Mobile robot designers frequently look to computer vision to solve navigation, obstacle avoidance, and object detection problems. Potential solutions using low-cost video cameras are particularly alluring. Recent results in 3D scene reconstruction from a single moving camera seem particularly relevant, but robot designers who attempt to use such 3D techniques have uncovered a variety of practical concerns. We present lessons-learned from developing a single-camera 3D scene reconstruction system that provides both a real-time camera motion estimate and a rough model of major 3D structures in the robot’s vicinity. Our objective is to use the motion estimate to supplement GPS (indoors in particular) and to use the model to provide guidance for further vision processing (look for signs on walls, obstacles on the ground, etc.). The computational geometry involved is closely related to traditional two-camera stereo, however a number of degenerate cases exist. We also demonstrate how SFM can use used to improve the performance of two specific robot navigation tasks.

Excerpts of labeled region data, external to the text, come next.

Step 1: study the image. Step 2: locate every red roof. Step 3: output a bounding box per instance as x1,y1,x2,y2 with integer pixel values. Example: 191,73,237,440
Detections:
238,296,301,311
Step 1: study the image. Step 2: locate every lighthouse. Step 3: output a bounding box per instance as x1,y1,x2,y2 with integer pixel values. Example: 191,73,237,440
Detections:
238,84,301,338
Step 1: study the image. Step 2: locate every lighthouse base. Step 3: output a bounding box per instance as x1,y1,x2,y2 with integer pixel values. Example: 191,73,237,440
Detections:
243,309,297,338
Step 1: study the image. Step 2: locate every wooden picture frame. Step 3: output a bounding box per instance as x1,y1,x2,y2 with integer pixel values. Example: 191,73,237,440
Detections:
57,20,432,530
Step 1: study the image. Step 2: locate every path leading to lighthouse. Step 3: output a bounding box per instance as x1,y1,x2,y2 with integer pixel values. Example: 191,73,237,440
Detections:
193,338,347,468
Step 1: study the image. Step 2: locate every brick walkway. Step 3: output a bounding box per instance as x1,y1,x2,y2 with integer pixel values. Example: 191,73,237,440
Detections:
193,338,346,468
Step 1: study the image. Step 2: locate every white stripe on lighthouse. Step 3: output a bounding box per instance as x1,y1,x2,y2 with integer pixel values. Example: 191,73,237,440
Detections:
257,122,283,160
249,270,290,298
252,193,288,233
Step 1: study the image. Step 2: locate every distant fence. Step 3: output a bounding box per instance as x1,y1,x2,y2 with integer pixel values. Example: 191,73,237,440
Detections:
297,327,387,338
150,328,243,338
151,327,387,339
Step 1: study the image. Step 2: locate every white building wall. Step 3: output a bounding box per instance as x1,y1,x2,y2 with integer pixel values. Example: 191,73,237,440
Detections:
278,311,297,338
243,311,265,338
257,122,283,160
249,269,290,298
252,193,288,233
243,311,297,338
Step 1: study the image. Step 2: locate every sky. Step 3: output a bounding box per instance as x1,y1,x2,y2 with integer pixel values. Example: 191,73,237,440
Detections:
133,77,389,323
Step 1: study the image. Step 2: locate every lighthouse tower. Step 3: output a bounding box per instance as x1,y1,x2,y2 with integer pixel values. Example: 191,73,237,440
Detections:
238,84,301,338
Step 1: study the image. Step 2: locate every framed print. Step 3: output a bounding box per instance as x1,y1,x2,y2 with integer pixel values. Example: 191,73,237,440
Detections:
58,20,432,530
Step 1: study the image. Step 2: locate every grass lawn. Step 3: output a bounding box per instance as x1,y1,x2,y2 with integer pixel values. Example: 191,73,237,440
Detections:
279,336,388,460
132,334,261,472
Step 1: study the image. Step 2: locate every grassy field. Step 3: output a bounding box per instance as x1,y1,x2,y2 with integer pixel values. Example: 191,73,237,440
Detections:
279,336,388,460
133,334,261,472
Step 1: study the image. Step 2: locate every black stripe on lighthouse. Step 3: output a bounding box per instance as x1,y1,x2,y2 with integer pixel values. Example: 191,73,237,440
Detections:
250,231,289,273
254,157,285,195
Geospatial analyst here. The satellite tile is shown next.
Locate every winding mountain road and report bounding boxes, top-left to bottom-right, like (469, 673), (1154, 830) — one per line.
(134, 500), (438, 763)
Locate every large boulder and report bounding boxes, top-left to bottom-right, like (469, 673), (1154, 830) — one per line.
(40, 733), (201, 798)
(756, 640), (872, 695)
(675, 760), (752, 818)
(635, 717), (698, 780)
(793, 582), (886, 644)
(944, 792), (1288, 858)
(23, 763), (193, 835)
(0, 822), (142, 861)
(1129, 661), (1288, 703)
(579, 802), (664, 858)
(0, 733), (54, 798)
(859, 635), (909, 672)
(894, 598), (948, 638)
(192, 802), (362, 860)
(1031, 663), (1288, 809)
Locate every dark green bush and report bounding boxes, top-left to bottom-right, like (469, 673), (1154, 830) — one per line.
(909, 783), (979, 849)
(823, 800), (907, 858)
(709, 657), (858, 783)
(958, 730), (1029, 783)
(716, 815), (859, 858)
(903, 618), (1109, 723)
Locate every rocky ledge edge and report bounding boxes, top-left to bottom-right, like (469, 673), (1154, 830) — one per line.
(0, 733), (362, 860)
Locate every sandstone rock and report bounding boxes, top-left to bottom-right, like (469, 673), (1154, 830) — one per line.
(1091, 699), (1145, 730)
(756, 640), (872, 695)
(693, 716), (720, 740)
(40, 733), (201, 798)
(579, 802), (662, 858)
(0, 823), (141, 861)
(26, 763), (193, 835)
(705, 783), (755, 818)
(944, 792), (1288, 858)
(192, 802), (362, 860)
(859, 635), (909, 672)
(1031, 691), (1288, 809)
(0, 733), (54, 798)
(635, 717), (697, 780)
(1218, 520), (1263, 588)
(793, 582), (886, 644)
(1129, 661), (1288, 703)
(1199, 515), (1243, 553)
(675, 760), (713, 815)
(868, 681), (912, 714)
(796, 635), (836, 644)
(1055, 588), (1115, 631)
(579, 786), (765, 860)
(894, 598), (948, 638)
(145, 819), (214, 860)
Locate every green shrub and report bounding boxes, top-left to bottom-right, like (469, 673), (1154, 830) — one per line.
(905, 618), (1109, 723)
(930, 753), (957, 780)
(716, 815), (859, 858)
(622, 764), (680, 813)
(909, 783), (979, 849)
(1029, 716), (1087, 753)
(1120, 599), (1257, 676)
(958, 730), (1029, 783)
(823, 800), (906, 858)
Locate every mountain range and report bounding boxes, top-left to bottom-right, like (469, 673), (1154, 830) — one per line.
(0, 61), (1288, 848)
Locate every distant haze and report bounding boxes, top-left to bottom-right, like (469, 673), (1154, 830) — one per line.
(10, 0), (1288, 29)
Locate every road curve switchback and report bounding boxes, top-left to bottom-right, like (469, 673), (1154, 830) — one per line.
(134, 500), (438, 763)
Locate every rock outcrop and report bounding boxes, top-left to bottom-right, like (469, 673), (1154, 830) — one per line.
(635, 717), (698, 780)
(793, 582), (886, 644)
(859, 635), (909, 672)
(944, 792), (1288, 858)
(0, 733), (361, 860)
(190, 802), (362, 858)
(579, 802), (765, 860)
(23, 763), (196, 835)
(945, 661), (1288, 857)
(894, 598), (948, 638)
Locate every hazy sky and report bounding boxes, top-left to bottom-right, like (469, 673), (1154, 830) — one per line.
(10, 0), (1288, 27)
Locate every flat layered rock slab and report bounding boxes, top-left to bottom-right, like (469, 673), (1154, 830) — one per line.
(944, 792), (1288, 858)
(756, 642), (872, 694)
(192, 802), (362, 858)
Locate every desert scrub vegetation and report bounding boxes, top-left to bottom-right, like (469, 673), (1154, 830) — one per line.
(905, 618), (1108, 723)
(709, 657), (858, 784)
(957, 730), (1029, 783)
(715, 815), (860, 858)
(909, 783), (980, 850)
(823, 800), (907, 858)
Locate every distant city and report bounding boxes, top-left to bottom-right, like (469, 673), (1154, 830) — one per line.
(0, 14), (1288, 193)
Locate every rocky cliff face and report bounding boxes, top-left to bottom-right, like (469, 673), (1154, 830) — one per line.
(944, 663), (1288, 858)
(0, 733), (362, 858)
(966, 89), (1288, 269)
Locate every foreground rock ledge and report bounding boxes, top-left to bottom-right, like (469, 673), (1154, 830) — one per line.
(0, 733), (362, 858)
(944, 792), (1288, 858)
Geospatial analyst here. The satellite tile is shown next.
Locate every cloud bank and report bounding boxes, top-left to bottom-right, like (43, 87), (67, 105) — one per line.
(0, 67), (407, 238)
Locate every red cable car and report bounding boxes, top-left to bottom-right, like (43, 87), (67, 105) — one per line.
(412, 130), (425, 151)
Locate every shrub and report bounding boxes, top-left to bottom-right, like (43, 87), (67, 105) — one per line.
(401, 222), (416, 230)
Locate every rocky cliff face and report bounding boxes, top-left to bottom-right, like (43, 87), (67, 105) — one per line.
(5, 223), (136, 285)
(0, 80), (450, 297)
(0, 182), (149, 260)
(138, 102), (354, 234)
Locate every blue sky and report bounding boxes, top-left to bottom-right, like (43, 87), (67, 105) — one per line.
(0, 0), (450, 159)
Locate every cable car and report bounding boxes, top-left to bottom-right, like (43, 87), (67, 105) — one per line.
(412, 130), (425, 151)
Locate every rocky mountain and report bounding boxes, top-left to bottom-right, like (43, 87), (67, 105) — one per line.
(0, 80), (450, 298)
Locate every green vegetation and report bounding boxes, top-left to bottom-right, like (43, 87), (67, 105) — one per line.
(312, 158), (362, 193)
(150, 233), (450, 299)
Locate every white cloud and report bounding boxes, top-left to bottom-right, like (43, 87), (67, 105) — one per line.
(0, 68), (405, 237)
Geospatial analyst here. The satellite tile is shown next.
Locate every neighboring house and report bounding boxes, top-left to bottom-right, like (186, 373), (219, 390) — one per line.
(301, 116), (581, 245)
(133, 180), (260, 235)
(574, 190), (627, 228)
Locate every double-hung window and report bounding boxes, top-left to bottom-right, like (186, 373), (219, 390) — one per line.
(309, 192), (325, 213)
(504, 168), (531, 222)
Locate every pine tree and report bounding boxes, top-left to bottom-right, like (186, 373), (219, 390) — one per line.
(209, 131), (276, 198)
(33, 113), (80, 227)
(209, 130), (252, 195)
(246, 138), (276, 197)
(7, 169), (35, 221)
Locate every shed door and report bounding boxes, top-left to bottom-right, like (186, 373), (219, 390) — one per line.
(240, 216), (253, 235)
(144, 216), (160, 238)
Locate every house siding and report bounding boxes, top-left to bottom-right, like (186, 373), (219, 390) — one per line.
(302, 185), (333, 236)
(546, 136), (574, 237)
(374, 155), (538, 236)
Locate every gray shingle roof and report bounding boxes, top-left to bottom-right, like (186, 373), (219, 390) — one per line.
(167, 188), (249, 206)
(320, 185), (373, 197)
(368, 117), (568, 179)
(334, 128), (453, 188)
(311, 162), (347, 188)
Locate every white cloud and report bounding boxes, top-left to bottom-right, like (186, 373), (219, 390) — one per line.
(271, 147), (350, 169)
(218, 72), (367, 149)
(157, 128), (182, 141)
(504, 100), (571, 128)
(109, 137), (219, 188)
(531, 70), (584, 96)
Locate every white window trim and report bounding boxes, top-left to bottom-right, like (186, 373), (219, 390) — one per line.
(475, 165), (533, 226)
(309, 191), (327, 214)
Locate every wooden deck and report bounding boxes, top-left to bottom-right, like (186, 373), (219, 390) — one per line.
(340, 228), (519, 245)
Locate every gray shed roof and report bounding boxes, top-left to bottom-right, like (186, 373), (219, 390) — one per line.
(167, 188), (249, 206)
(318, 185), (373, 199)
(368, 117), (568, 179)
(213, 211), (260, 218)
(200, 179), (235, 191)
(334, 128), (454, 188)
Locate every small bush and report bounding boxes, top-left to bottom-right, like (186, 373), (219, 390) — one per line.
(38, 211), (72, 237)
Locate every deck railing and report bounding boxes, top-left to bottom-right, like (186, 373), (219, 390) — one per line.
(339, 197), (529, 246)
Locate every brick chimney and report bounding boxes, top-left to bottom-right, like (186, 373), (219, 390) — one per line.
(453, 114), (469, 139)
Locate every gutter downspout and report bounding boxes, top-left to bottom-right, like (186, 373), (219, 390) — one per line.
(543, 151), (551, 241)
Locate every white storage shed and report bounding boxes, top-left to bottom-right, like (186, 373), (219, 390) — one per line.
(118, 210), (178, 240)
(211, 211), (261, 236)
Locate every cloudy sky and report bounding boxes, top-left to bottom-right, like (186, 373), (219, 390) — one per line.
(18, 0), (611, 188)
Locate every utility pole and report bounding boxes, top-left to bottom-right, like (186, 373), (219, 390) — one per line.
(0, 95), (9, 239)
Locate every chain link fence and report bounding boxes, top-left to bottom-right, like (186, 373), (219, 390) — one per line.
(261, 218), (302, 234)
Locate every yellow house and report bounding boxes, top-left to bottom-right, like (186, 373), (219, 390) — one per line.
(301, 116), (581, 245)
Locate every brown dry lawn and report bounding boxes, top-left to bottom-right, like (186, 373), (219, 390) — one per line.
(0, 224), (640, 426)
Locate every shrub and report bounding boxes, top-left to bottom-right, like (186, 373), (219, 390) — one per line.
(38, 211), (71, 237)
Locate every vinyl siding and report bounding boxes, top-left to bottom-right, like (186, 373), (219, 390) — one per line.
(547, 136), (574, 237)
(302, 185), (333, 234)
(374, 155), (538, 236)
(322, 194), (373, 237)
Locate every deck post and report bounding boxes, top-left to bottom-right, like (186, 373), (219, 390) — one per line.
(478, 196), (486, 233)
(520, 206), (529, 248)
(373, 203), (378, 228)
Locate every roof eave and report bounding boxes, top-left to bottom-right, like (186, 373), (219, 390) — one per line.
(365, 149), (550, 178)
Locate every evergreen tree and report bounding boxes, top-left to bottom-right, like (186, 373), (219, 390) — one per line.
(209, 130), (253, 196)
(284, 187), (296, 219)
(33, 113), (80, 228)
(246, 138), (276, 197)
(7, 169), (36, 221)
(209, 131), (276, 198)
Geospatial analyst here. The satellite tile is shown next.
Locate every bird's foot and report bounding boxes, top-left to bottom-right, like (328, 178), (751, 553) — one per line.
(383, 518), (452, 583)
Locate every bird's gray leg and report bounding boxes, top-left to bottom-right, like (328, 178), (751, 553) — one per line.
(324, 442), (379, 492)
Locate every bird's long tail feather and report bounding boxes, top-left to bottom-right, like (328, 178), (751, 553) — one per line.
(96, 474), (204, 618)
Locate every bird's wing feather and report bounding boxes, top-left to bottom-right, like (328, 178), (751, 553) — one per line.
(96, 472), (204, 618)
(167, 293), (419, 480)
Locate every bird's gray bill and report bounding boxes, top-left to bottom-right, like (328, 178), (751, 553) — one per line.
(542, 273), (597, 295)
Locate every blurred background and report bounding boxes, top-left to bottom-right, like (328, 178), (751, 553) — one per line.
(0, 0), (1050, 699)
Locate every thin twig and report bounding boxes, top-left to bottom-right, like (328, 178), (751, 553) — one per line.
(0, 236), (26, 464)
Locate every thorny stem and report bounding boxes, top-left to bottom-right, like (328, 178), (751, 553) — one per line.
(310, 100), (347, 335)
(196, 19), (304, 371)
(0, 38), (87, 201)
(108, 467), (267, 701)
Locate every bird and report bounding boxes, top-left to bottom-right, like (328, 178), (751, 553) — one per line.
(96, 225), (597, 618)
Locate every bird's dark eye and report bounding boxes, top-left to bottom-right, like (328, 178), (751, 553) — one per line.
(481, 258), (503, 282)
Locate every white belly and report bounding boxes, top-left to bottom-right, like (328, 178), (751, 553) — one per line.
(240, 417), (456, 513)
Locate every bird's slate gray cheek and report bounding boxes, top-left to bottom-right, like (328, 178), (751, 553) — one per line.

The success of any potential application for mobile robots depends largely on the specific environment where the application takes place. Practical applications are rarely found in highly structured environments, but unstructured environments (such as natural terrain) pose major challenges to any mobile robot. We believe that semi-structured environments-such as parking lots-provide a good opportunity for successful mobile robot applications. Parking lots tend to be flat and smooth, and cars can be uniquely identified by their license plates. Our scenario is a parking lot where only known vehicles are supposed to park. The robot looks for vehicles that do not belong in the parking lot. It checks both license plates and vehicle types, in case the plate is stolen from an approved vehicle. It operates autonomously, but reports back to a guard who verifies its performance. Our interest is in developing the robot's vision system, which we call Scene Estimation & Situational Awareness Mapping Engine (SESAME). In this paper, we present initial results from the development of two SESAME subsystems, the ego-location and license plate detection systems. While their ultimate goals are obviously quite different, our design demonstrates that by sharing intermediate results, both tasks can be significantly simplified. The inspiration for this design approach comes from the basic tenets of Situational Awareness (SA), where the benefits of holistic perception are clearly demonstrated over the more typical designs that attempt to solve each sensing/perception problem in isolation.